I loved the Green Bride Guide. I wish I had the book when I had gotten married.
Thanks! You can tell it’s written by a lawyer because it marches you through the process! [laughs] It really works as a guidebook for brides. It’s printed on recycled paper with soy inks. And because it took a while for it to be published, I ended up starting a blog to keep it up to date. The blog then took on a life o
f its own. I realized that there was a larger opportunity there than I had thought.
The book is really geared for any brides, not just those who are already eco-friendly.
We want to show brides all the eco-friendly options that are out there. You don’t have to sacrifice style to go green. Once they see it’s a simple substitution, they are more apt to choose it.
How was your own wedding eco-friendly?
We went over the top! [laughs] We wanted to see how green we could go. Almost everything was eco-friendly. From the gown to the cake (which was organic) to having a local honeymoon, we made sure the wedding was green. But we did have a mishap along the way. We spent a lot of time to find green transportation to move guests from the wedding service to the reception. We had rented biodiesel buses but because of a horrible misunderstanding with the transportation company, what actually showed up were these stretch SUV limos! Not only was it the least green form of transportation, but it also had leopard interiors and mirrors on the ceiling!

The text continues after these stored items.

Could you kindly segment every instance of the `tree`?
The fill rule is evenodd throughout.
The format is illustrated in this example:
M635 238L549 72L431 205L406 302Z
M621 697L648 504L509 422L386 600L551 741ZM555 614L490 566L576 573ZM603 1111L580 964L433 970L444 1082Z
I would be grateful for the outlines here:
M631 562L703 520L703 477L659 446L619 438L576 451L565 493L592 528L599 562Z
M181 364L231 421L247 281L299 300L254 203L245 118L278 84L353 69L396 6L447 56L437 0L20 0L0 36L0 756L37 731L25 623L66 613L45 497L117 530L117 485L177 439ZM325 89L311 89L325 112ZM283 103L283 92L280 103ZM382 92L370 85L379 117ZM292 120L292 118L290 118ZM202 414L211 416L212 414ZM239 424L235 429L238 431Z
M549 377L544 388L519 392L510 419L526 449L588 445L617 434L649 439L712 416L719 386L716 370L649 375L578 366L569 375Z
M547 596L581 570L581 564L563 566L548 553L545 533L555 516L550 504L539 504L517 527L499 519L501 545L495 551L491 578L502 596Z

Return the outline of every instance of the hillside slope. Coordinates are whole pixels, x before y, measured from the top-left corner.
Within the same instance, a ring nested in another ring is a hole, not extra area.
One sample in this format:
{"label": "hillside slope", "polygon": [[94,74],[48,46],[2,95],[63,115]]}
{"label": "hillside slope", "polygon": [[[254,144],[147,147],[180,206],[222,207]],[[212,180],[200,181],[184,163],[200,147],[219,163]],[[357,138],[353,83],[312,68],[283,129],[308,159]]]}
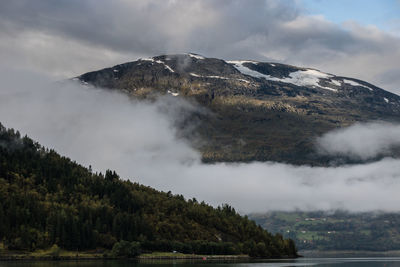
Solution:
{"label": "hillside slope", "polygon": [[182,135],[205,162],[324,165],[332,159],[315,153],[317,136],[355,122],[400,118],[398,95],[357,79],[278,63],[163,55],[75,79],[136,98],[168,94],[205,107],[209,112],[194,111],[180,125],[197,126]]}
{"label": "hillside slope", "polygon": [[144,251],[295,257],[291,240],[271,235],[229,205],[92,173],[0,124],[0,256],[8,250],[81,251],[138,242]]}

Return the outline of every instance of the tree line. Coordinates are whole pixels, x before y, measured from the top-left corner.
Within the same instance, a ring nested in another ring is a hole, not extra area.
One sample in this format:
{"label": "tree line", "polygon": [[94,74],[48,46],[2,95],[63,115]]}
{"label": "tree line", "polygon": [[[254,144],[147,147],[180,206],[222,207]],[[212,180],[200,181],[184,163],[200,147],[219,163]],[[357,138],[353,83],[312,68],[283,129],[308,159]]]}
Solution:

For a regular bride, what eco-friendly elements could she adapt for her own wedding?
Over 60% of brides want some element of green in their wedding. Recycled paper invitations are the easiest way to get green. What I really try to get brides to focus on are things that really get the needle to move environmentally. Did you know that flowers are one of the most toxic things at a wedding? They are grown overseas in hot houses that are not regulated. They are doused in pesticides and fertilizers, so there are workers’ issues—it’s a pretty bad industry. So I try to get brides to choose flowers grown locally that fit in with the theme of their wedding. It also saves money because it’s expensive to have them flown in.
Food is also another way to be environmentally friendly. If a couple can get food that’s grown locally, it’s better for the environment and it’s also a healthier option.
The generation getting married now is really environmentally aware. They want to do things that help the environment and they are realizing that it’s pretty easy to do. Plus, it’s beautiful. After all, cheap plastic frames don’t enhance your wedding.
Now, how did you go from being an eco-friendly bride to being an eco-friendly mommy?
My husband and I live a pretty environmentally friendly lifestyle. We don’t have toxic products in our house. It’s actually been a pretty seamless segue.
How do you find your balance?
It is a lot to handle but I’m lucky in that my parents live nearby. My son Sterling stays there with them and I can see him often. The rest is just discipline. I used to work 100 hours a week, and now I work from 10-6. If I need to work more, then I do it after Sterling goes to bed. It’s prioritizing what you do. I’ve culled my hours but my productivity is still the same. It’s simply getting enough hands to get everything done.